My main concern is that almost everyone (educators included) is missing the point. The assignments that I give in class are not an end in themselves, just a means for students to learn things, and most importantly how to think. What I've seen over the last twenty years is a transition from researching, understanding, processing and then using that process to feed into answering a question or writing an essay to just "transmitting", i.e. trying to find a ready-made answer to the question asked or the topic proposed for reflection without "owning" the question or topic. Students seem content with just being "vectors", completely skipping the learning acquisition process. As if they were a dog fetching a stick, missing the point that the intention for them to go and cut out their own stick.

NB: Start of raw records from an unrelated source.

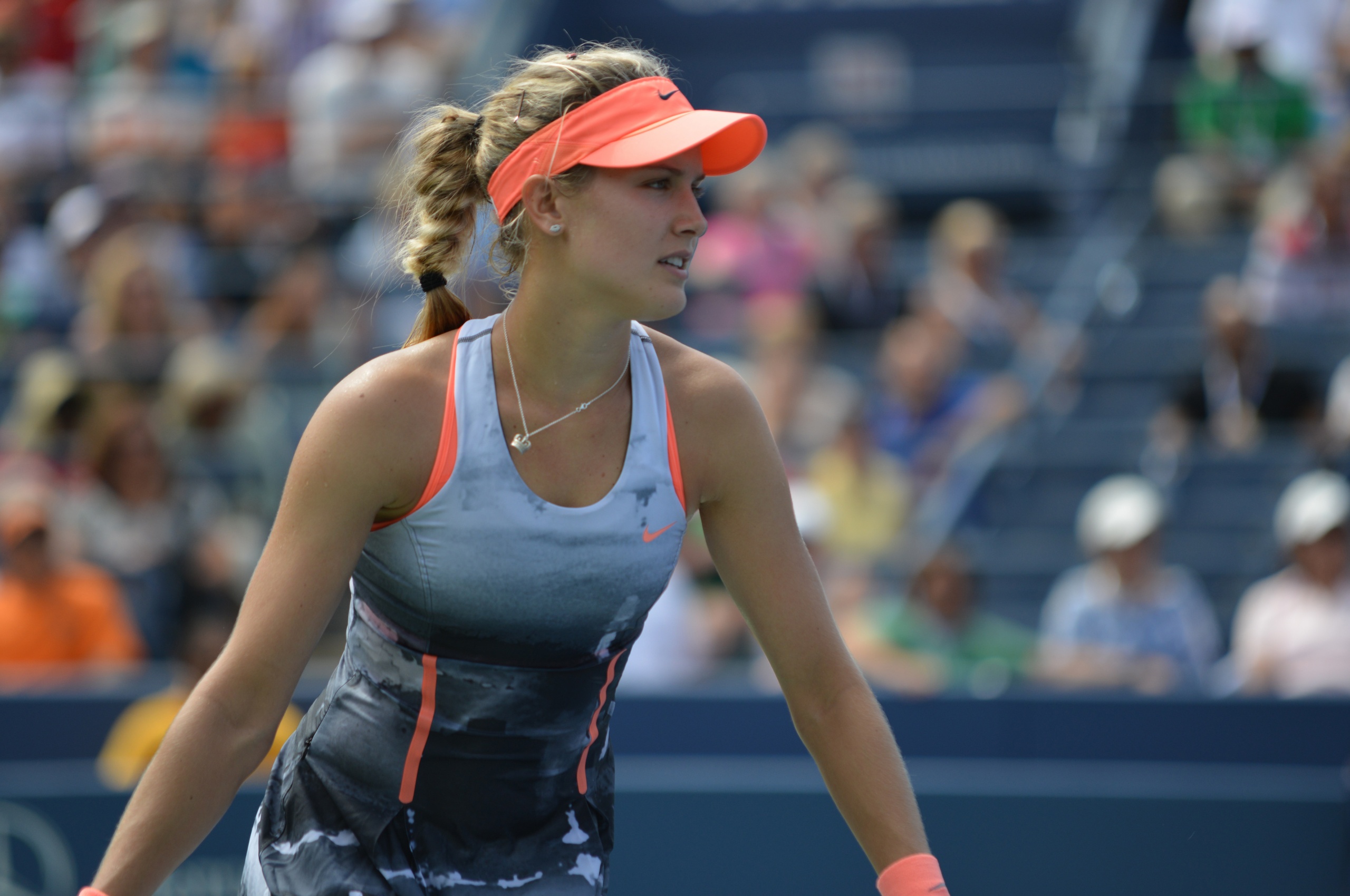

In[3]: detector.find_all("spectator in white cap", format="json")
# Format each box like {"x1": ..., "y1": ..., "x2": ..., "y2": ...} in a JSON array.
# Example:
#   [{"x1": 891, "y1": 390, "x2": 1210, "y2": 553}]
[
  {"x1": 1232, "y1": 470, "x2": 1350, "y2": 696},
  {"x1": 1039, "y1": 475, "x2": 1219, "y2": 694}
]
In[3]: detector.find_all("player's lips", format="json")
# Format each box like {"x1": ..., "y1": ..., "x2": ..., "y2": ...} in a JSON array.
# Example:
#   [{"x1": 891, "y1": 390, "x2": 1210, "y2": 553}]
[{"x1": 658, "y1": 252, "x2": 694, "y2": 278}]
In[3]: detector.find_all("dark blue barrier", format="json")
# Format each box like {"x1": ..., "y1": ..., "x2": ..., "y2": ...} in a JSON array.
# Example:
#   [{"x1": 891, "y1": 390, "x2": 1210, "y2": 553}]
[
  {"x1": 0, "y1": 757, "x2": 1346, "y2": 896},
  {"x1": 11, "y1": 681, "x2": 1350, "y2": 765},
  {"x1": 0, "y1": 687, "x2": 1350, "y2": 896}
]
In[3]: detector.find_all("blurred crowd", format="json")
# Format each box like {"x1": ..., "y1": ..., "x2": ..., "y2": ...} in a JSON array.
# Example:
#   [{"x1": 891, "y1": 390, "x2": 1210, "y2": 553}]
[
  {"x1": 0, "y1": 0, "x2": 1350, "y2": 728},
  {"x1": 0, "y1": 0, "x2": 486, "y2": 681}
]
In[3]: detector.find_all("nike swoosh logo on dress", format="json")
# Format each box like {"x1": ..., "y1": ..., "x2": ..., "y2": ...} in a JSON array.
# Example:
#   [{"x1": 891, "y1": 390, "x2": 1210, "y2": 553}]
[{"x1": 643, "y1": 522, "x2": 675, "y2": 544}]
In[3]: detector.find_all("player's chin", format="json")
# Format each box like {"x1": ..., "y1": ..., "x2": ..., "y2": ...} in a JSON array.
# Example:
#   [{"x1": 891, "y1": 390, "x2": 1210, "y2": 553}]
[{"x1": 633, "y1": 284, "x2": 689, "y2": 320}]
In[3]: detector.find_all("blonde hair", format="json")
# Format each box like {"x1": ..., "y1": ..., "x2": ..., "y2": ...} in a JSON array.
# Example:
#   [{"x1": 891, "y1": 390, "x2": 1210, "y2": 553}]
[
  {"x1": 400, "y1": 41, "x2": 670, "y2": 347},
  {"x1": 931, "y1": 200, "x2": 1007, "y2": 262}
]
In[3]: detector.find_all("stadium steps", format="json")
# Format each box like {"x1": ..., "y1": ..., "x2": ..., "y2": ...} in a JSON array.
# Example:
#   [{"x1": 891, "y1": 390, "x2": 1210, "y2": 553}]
[{"x1": 957, "y1": 233, "x2": 1350, "y2": 630}]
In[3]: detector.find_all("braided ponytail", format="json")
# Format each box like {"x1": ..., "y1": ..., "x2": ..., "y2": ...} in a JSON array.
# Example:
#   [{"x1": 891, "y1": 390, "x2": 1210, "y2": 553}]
[
  {"x1": 402, "y1": 105, "x2": 486, "y2": 347},
  {"x1": 401, "y1": 41, "x2": 670, "y2": 347}
]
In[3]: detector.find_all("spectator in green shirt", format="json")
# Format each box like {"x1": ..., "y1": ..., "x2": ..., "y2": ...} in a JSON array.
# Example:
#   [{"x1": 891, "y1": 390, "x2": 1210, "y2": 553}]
[
  {"x1": 1154, "y1": 38, "x2": 1315, "y2": 236},
  {"x1": 841, "y1": 547, "x2": 1036, "y2": 696}
]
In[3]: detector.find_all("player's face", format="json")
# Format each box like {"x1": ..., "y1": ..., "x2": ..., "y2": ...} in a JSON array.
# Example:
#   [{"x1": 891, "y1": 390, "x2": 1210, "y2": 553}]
[{"x1": 559, "y1": 147, "x2": 707, "y2": 320}]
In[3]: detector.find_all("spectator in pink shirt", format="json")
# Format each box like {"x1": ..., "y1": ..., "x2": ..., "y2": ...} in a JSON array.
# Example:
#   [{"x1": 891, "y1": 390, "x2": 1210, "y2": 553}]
[{"x1": 1231, "y1": 470, "x2": 1350, "y2": 696}]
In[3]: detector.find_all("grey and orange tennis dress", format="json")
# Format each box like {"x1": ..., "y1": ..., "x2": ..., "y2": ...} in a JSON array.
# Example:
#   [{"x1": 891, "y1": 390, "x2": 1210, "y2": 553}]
[{"x1": 243, "y1": 317, "x2": 684, "y2": 896}]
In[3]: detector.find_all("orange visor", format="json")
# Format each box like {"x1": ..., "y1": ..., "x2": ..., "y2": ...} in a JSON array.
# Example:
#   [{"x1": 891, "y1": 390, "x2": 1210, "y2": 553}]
[{"x1": 487, "y1": 78, "x2": 768, "y2": 221}]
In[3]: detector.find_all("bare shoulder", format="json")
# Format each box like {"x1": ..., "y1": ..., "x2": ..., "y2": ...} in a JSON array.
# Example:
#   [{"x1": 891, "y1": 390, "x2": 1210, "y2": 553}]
[
  {"x1": 651, "y1": 332, "x2": 778, "y2": 506},
  {"x1": 648, "y1": 330, "x2": 759, "y2": 422}
]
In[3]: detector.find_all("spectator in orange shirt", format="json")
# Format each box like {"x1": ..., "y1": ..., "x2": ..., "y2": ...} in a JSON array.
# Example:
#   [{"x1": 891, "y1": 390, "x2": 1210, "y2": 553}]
[
  {"x1": 97, "y1": 602, "x2": 302, "y2": 790},
  {"x1": 0, "y1": 491, "x2": 144, "y2": 670}
]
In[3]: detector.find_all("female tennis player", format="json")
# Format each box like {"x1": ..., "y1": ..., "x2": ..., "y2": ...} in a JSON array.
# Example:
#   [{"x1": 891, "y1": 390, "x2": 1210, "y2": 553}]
[{"x1": 84, "y1": 43, "x2": 945, "y2": 896}]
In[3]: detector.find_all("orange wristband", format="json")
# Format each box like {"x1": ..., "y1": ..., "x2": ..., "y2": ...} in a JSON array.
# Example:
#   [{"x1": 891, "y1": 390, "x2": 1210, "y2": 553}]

In the past, I used to try and explain learning processes to students using the metaphor of reading as digesting. One reads or listens to something, takes it in, transforms it into something that makes sense to them and can then use it as building blocks for their own body of knowledge. Very often I found that students were more into binging course material and then vomiting it into whichever test they are given, with very little content remaining after a couple of weeks, let alone a couple of months or years.
What many of my colleagues and students seem to miss is that our thinking processes, our capacity to take in and process information depends intimately on what we "know", whatever knowledge and experience we've accumulated. What we perceive and identify as relevant depends on the sum total of whatever knowledge and information we've made our own.
Unleashing AI on a cohort of learners who are unable to simply ask themselves, "what is the website from which I'm reading? Is the information trustworthy? Verifiable?" seems like a recipe for disaster. And that's even without wondering about the motivation of AI companies... I can just imagine an AI designed under Stalin in USSR or Hitler in Nazi Germany... I realise that these are extreme examples, but I think they're illustrative. More recently, imagine an HR professional using AI to make decisions or write up personnel policy after the ban of DEI, or before.
Personally, I'm wondering whether I should fight back (and plan my teaching so that students will not be able to, or rewarded for, using AI), or whether I should acknowledge the inevitability of AI and then guide students on how to use it in a way that teaches them something, and demand that they document their use of AI.
I'd very much like to hear from listeners about this.